There is a variant of mad cow disease (Properly named Bovine Spongiform Encephalopathy (BSE)) that
effects affects deer and elk. Known as Chronic Wasting Disease (CWD). It is just as scary as the one that strikes cattle or the human variant, Creutzfeldt-Jacob Disease. Up until now scientists have not understood the way this terrible disease is spread. But with a little creativity, researchers have figured it out with a high degree of certainty.
… CWD is unusual because, unlike its very hard-to-spread relatives, it seems to spread fairly easily from animal to animal.
Scientists were not sure how, primarily because studying large wild animals is a logistical nightmare.
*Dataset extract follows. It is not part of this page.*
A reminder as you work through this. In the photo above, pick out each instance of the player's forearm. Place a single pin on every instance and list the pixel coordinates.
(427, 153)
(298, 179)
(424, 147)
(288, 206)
The sheer stress of researchers handling a deer caught in the wild could kill it.
Likewise, animals deliberately exposed to infections must be kept indoors so as not to spread disease, another stress for deer used to roaming.
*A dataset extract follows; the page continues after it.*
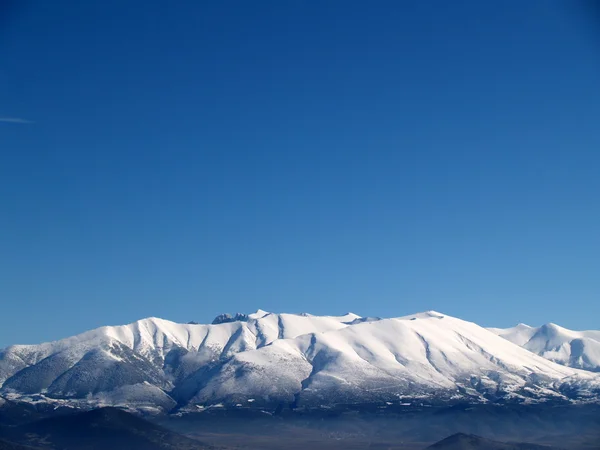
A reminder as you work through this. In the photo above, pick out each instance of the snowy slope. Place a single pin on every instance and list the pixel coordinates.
(154, 351)
(428, 355)
(301, 359)
(579, 349)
So Colorado State University researcher Edward Hoover turned to fawns hand-raised indoors in Georgia, which has not experienced chronic wasting disease.
"This allows you to do this safely so the deer aren't freaking out," explained Hoover, who reported the first evidence of saliva's long-suspected role in Friday's edition of the journal Science. "These deer are calm and approachable."
Hoover took saliva from wild Colorado deer found dying of CWD, and squirted it into the mouths of three of the healthy tame deer — about 3 tablespoons worth.
Additional tame deer were exposed to blood, urine and feces from CWD-infected deer.
He housed the newly exposed deer in a specialized lab for up to 18 months, periodically checking tonsil tissue for signs of infection and eventually autopsying their brains.
All of the saliva-exposed deer got sick.
So did deer given a single transfusion of blood from a CWD-infected deer — not a surprise, as blood is known to transmit this disease's cousins. But it does reinforce existing warnings to hunters in states where CWD has been found to take precautions in handling their kills.
So with deer season close upon us and the surge of activity in the animal uprising, we here at Blue Crab Boulevard thought we'd pass along a warning. Hunters, if you see a deer or elk rearing back to hawk a loogie at you, run like hell.